Its happening whether I like it or not! I am just really having the Thanksgiving blues this year. First off I miss my family being together. My mom passed away over 6 years ago, grandpa passed away this year, my siblings are in California, and my Dad has been invited to many places for Thanksgiving. However, I am thankful this year that my Husband and I will have our first Thanksgiving of our own. Just us two and our doggies. The day is going to be full of football and Christmas movies.
Secondly, this is my first year to be Vegan. It's difficult because I have wonderful traditions that were made when my mother was alive and that I have tried to hold onto dearly over the years. It's my way to feel close to her. While I won't be cooking my famous dressing and loaded mash potatoes, I will get to have a Vegan version of Thanksgiving which won't be the same but will be be tasty I'm sure. I imagine I will look back on this post a year from now and would have moved on to a happier state and ready to dhow my Vegan Thanksgiving who's boss! My Husband told me that he's having a Chinese dinner for a Thanksgiving since the next day he can go to his sisters and eat a Thanksgiving meal. He knows tgat I will not allow a turkey to be cooked in my household. I have secured an order of Vegan Thanksgiving prepared by Whole Foods. Looking forward to trying it, I pick it up today.
Thirdly , it kills me how many animals are killed for tomorrow. Millions! This just makes me a hot mess when I think about it. How can someone be so compassionate-less?
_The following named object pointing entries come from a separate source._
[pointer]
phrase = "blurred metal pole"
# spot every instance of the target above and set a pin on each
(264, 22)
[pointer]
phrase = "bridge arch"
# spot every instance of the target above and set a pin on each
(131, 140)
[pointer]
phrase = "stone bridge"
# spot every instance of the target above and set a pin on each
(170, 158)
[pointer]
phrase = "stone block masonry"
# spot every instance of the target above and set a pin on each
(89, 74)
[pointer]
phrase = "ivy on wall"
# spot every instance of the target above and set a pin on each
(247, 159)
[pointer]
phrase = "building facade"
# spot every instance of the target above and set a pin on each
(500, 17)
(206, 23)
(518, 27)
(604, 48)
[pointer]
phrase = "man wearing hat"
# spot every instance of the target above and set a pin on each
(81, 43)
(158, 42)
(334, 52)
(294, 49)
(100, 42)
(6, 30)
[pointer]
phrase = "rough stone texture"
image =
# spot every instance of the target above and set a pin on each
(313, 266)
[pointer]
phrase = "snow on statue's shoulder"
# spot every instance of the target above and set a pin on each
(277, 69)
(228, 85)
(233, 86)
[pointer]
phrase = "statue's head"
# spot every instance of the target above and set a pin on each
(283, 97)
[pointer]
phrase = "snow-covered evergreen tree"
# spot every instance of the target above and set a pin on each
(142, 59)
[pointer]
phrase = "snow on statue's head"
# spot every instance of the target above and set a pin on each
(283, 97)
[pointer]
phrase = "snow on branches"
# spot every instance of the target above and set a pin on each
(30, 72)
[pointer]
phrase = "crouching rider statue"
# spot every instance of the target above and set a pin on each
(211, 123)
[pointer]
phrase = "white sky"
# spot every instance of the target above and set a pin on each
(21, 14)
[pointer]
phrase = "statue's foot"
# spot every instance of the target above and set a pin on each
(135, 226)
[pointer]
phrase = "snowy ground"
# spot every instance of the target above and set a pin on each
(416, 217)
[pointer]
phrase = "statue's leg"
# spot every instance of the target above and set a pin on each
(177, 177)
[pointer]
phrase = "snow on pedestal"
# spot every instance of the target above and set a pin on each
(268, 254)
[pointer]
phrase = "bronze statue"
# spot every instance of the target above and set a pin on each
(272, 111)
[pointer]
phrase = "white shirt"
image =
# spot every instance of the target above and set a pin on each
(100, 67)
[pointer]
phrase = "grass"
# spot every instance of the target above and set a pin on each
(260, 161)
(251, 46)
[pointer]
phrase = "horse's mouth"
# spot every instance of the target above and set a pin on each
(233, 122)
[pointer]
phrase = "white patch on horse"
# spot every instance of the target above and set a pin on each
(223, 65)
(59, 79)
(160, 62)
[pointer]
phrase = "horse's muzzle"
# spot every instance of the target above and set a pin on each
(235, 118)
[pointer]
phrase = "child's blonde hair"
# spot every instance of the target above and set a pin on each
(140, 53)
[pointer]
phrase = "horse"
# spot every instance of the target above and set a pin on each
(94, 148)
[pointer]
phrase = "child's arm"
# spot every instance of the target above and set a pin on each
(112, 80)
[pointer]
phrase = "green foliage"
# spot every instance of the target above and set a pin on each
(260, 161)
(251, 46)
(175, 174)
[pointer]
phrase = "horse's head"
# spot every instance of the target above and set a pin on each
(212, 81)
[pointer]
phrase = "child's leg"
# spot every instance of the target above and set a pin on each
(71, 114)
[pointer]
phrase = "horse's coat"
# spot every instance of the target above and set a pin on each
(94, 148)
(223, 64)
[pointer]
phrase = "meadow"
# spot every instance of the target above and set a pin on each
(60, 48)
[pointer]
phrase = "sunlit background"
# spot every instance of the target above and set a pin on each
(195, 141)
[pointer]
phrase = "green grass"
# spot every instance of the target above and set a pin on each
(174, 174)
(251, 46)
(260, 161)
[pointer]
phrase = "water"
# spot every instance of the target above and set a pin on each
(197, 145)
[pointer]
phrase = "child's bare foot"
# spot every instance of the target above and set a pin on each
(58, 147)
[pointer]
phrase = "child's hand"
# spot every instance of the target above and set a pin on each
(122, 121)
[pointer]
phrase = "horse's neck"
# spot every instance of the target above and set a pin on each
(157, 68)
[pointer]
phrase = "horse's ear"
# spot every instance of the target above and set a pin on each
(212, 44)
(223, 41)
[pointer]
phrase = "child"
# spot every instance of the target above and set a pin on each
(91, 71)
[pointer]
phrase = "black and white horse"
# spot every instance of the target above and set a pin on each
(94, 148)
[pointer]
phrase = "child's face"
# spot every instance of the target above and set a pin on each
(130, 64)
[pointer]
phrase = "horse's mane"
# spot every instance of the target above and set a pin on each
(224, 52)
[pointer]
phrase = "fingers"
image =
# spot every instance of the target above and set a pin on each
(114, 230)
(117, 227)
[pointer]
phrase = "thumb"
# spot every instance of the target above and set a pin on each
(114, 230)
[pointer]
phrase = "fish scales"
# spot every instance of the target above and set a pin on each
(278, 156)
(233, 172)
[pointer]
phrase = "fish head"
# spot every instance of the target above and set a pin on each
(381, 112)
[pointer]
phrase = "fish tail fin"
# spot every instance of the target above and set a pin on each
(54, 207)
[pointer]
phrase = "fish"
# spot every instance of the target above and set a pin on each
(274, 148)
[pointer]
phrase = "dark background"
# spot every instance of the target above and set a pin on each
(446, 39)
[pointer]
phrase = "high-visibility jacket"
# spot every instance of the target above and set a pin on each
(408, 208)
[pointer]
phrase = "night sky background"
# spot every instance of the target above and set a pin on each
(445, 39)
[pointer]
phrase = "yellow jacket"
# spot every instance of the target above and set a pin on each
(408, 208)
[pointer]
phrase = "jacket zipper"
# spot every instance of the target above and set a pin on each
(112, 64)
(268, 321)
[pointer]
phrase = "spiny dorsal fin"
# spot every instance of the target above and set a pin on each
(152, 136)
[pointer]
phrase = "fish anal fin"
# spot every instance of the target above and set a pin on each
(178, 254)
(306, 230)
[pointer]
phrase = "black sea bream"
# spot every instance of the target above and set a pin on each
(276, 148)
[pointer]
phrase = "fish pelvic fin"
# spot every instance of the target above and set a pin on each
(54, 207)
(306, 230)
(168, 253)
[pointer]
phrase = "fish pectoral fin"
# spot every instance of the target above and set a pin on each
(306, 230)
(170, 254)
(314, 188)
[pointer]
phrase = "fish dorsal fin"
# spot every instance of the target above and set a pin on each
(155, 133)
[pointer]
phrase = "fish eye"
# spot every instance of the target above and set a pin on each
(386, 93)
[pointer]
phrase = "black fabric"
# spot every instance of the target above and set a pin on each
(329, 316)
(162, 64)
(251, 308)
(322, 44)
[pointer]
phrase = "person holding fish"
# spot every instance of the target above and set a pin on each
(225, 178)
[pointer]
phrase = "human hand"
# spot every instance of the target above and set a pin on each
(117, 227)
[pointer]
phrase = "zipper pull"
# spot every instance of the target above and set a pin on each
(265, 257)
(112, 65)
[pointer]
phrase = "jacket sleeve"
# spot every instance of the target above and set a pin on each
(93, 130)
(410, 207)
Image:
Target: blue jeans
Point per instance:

We did adopt Tom the Turkey for Thanksgiving. He is so stinking handsome! He fell off a truck on the way to slaughter. I have invluded a picture of him. We adopted him through Farm Sanctuary and I just love that place and all it stands for.
I was hoping that by me adopting a turkey, it would resonate something within for my family (Husbsnd included) but it hasn't and I am so sad for that. Poor animals!